I have some rake tasks that sit alongisde a Rails app that fetch data from remote sources and stuff into the database. These tasks sun in a background worker every 5 minutes. In Rails, rake tasks can load the entire Rails environment with the environment option:

task some_task: :environment do
  SomeClass.do_my_thing!
end

My task was to move these tasks from the infrastructure where the Rails app lives into a CI-like environment that executes short-lived tasks more efficiently, and exposes better logs. The purpose of this move was to be able to debug errors in the data syncs more easily, restart them on demand, and to isolate logs away from the web server.

Because the new system does not have access to the production database server, I had to make my rake tasks run independently and POST the data to the Rails server at a privileged API endpoint.

Intro aside, the biggest hurdle I ran into during this conversion was to load code without Rails' autoloading feature. Rails does this fantastic thing where you can reference any class from anywhere. Code in Controllers or classes in lib/ can reference models, Models can reference classes from installed gems, etc. There are a set of rules that govern this automatic loading behavior and its configurable with config.autoload_paths, but the point is that it's rare to need explicit require statements.

Converting my rake task to run without loading the Rails environment made it painfully obvious that organizing code that doesn't come with its own structure is challenging! The good news is that I ended up with a decent pattern for using require and require_relative effectively:

Use require for files outside the module and require_relative for files inside the same module.

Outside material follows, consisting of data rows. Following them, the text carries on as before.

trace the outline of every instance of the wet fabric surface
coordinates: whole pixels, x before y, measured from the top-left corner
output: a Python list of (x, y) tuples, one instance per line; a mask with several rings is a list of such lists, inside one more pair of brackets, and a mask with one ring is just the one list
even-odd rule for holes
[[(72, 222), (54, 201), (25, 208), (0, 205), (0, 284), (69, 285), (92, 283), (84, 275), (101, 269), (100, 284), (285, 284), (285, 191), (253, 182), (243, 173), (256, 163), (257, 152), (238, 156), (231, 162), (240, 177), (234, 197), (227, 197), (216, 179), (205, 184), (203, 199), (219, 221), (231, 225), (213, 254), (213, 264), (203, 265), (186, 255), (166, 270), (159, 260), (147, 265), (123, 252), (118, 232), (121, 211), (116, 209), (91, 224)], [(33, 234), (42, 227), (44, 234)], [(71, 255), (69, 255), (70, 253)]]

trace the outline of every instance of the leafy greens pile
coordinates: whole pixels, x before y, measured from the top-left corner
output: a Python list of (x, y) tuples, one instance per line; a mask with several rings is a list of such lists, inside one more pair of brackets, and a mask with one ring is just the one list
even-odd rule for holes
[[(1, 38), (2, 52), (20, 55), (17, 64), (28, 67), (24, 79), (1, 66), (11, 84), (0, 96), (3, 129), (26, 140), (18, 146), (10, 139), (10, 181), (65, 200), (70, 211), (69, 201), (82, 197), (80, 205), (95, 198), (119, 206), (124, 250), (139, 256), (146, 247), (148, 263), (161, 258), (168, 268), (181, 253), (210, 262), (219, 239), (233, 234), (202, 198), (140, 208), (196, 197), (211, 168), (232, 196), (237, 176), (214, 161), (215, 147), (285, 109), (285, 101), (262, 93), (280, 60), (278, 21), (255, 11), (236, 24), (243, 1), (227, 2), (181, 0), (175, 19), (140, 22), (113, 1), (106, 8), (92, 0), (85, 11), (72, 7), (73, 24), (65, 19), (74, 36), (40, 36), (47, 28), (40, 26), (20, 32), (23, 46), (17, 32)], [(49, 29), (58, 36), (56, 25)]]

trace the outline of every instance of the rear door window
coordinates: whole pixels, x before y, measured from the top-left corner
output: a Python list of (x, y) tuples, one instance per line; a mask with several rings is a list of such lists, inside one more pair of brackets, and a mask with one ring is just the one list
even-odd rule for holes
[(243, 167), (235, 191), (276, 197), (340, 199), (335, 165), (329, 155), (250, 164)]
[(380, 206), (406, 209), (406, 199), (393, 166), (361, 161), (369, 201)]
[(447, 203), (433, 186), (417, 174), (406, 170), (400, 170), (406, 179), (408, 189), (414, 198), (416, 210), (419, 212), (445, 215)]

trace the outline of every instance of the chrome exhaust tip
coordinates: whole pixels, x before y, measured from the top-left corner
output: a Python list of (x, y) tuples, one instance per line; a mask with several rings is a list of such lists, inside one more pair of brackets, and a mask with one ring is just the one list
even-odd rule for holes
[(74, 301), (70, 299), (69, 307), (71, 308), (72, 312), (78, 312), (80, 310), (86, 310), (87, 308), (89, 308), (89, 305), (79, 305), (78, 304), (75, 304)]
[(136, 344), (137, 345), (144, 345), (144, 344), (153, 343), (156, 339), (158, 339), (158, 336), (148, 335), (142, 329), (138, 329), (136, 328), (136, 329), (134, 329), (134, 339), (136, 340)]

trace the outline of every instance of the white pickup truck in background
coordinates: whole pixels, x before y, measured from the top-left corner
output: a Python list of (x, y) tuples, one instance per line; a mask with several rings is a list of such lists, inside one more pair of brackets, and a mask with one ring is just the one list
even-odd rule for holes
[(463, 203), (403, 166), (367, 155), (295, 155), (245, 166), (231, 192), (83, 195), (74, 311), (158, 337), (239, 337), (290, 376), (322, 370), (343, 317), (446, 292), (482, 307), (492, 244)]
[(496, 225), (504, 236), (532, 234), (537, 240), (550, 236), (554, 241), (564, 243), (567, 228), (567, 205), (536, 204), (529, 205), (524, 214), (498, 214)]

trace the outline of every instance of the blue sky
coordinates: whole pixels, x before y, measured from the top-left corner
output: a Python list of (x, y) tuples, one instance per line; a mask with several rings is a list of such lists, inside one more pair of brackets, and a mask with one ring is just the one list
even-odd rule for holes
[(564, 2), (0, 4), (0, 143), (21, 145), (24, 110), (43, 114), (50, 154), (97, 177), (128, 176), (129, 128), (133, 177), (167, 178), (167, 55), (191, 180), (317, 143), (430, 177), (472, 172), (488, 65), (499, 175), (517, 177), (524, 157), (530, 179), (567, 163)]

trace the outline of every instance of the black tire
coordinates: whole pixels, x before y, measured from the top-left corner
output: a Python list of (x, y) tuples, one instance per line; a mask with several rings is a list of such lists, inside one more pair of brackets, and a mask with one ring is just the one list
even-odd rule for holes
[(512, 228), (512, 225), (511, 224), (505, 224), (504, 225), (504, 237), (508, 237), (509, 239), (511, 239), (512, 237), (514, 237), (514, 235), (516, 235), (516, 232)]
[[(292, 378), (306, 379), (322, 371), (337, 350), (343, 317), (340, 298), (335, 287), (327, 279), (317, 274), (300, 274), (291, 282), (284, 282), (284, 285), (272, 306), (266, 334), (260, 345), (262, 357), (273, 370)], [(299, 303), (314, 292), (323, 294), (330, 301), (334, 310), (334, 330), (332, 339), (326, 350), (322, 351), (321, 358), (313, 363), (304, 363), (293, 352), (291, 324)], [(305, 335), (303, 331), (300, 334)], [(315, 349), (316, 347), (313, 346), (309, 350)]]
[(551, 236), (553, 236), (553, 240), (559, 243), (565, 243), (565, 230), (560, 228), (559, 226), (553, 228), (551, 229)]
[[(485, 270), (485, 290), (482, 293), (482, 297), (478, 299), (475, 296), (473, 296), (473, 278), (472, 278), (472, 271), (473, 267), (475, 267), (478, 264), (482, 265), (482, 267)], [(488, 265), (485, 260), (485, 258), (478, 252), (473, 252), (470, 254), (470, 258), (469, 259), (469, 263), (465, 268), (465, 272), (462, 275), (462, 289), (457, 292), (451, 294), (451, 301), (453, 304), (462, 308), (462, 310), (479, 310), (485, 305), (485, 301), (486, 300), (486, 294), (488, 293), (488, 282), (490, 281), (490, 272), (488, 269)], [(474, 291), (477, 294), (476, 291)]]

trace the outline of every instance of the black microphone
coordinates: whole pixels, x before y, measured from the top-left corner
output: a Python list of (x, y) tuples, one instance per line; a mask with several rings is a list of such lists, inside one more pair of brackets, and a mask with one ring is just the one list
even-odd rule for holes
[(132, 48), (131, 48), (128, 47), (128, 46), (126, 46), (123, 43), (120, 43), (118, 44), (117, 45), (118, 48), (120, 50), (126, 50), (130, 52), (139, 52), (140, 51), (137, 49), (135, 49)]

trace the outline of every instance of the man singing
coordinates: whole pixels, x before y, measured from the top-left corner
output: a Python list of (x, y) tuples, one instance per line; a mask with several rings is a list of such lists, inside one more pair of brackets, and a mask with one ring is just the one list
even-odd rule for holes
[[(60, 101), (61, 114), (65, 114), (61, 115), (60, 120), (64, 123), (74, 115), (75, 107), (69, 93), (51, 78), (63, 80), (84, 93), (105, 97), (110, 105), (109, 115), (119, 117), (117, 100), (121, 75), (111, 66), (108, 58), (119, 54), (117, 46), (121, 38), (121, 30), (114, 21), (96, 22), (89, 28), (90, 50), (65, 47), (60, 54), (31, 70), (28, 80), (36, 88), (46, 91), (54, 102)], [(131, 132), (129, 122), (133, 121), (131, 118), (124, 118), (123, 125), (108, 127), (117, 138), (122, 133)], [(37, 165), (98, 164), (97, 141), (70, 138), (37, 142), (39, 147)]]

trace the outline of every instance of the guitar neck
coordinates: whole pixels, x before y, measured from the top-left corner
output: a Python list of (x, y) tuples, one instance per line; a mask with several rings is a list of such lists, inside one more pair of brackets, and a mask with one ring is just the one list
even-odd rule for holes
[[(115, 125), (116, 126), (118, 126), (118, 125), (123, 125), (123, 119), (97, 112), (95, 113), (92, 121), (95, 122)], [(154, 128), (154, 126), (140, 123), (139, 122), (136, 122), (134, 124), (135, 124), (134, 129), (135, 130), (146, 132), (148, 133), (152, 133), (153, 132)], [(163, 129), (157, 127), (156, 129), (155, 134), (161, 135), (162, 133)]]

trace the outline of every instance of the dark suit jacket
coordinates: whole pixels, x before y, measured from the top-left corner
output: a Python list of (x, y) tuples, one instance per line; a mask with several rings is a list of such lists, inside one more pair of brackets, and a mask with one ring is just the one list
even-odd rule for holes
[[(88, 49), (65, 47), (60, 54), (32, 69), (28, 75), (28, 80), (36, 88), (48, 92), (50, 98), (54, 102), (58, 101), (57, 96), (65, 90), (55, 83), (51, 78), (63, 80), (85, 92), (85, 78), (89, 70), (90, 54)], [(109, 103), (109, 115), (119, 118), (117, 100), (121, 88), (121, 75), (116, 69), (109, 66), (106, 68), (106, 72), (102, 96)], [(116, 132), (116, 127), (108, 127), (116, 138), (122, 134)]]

To illustrate, here's a sample directory structure:

thing_1
  - foo.rb
  - bar.rb
thing_2
  - baz.rb
thing_1.rb
thing_2.rb

Note that thing_1 has both a root level file and a root level directory. The file thing_1.rb looks like this:

# thing_1.rb
Dir["./thing_1/**/*.rb"].each { |f| require f }

module Thing1
end

and thing1/foo.rb looks like this:

### thing1/foo.rb
module Thing1
  class Foo
  end
end

If thing_2/baz.rb wants to use the Thing1::Foo class, it can require it like this:

# thing2/baz.rb
require './thing_1'

but if thing_1/bar.rb wants to use Thing1::Foo (inside the same module), it can require it like this:

# thing1/bar.rb
require_relative './foo'

The tradeoff for this is that thing_1 is all-or-nothing. thing_2 cannot import Thing1::Foo without also importing Thing1::Bar. I tend to think this tradeoff is worth it, and if a module gets too big, it's time to think of how to break it down further.

Another thing worth noting here is that require always runs relative to $CWD, whereas require_relative runs relative to __FILE__ (the current file). So if thing2/baz.rb really wanted to require only thing1/foo.rb (and not thing1/bar.rb), its two options would be:

require_relative '../thing1/foo.rb'
# or
require './thing1/foo.rb'

I found that it was easier to constrain myself to requireing only the top level "loader" files than to reach into other modules and require indivudual files and have to remember the right path to use.